Efficient Exploratory Data Analysis with Spatio-temporal Aggregation over Polygonal Regions
University of New Brunswick
Statistical analysis is at the heart of data science work-flows. With the rapid rise in spatio-temporal data volume, and popularity of Web and mobile mapping applications, exploratory data analysis with spatio-temporal data is becoming important. Such exploratory analysis often involves the user selecting an arbitrary polygon region to perform a statistical computation on the selected region. Existing approaches for spatio-temporal data aggregation support rectangular query regions only, and not arbitrary polygons. A recently proposed system called GeoBlocks supports polygonal queries, but GeoBlocks was designed for spatial data, not spatio-temporal data. Another aspect of exploratory data analysis is that the users often repeatedly perform similar statistical analyses over the same selected query region. Although the reuse of already computed answers can improve the response time, existing approaches do not support this reuse for statistical analysis.
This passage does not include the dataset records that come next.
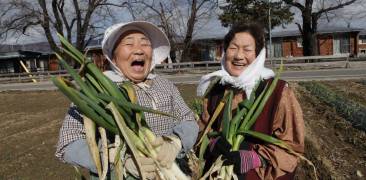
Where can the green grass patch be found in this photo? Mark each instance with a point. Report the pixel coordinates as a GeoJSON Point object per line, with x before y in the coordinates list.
{"type": "Point", "coordinates": [350, 110]}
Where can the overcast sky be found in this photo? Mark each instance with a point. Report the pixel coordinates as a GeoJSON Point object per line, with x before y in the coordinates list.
{"type": "Point", "coordinates": [354, 15]}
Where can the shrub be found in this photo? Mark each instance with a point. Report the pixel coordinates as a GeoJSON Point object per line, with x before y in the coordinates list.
{"type": "Point", "coordinates": [348, 109]}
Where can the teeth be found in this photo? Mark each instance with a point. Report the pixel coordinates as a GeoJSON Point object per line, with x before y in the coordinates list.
{"type": "Point", "coordinates": [238, 64]}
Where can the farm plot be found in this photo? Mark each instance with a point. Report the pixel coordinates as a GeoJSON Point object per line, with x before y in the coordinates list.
{"type": "Point", "coordinates": [31, 120]}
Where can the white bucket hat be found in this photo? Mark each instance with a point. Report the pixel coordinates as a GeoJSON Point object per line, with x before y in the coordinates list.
{"type": "Point", "coordinates": [159, 41]}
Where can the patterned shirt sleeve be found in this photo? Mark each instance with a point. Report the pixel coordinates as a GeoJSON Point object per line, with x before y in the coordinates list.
{"type": "Point", "coordinates": [187, 127]}
{"type": "Point", "coordinates": [72, 129]}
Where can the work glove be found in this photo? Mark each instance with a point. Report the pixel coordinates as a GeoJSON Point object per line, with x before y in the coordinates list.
{"type": "Point", "coordinates": [168, 149]}
{"type": "Point", "coordinates": [242, 160]}
{"type": "Point", "coordinates": [112, 149]}
{"type": "Point", "coordinates": [148, 167]}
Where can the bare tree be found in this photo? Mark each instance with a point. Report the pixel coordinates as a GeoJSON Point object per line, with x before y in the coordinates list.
{"type": "Point", "coordinates": [179, 19]}
{"type": "Point", "coordinates": [310, 15]}
{"type": "Point", "coordinates": [76, 20]}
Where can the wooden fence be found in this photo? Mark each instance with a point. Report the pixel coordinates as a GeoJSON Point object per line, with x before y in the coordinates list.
{"type": "Point", "coordinates": [201, 67]}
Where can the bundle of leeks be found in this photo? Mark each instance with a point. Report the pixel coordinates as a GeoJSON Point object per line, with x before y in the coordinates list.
{"type": "Point", "coordinates": [110, 108]}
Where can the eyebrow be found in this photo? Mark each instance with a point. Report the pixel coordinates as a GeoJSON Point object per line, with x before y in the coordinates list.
{"type": "Point", "coordinates": [143, 38]}
{"type": "Point", "coordinates": [247, 45]}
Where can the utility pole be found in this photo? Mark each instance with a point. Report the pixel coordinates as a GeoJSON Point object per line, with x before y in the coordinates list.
{"type": "Point", "coordinates": [269, 31]}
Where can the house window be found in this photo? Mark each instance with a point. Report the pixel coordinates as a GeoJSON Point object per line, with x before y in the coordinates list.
{"type": "Point", "coordinates": [276, 48]}
{"type": "Point", "coordinates": [362, 51]}
{"type": "Point", "coordinates": [341, 43]}
{"type": "Point", "coordinates": [299, 42]}
{"type": "Point", "coordinates": [362, 39]}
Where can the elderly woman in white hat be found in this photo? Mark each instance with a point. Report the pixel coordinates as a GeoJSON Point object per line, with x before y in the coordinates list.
{"type": "Point", "coordinates": [133, 49]}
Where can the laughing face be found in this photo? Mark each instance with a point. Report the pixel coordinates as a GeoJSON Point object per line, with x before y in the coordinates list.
{"type": "Point", "coordinates": [133, 55]}
{"type": "Point", "coordinates": [240, 53]}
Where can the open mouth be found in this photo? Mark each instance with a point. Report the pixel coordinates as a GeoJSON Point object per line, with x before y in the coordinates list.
{"type": "Point", "coordinates": [138, 65]}
{"type": "Point", "coordinates": [239, 64]}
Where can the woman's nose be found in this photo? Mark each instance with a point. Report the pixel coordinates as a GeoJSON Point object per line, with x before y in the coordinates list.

A recently proposed system called Data Canopy supports statistics synthesis by reusing basic aggregates, but Data Canopy does not support spatial or spatio-temporal analysis. To address the mentioned challenges, we introduce ScanCube, an exploratory statistical analysis system over any arbitrary polygonal query region for any time interval. ScanCube also supports statistics synthesis by reusing a small set of basic aggregates that are computed and stored a priori. We introduce two new techniques, ScanX1 and ScanX2, for providing a grid-based polygonal approximation, which offers distance-based bounded error. Experimental evaluation suggests that ScanCube significantly outperforms GeoBlocks and other existing approaches.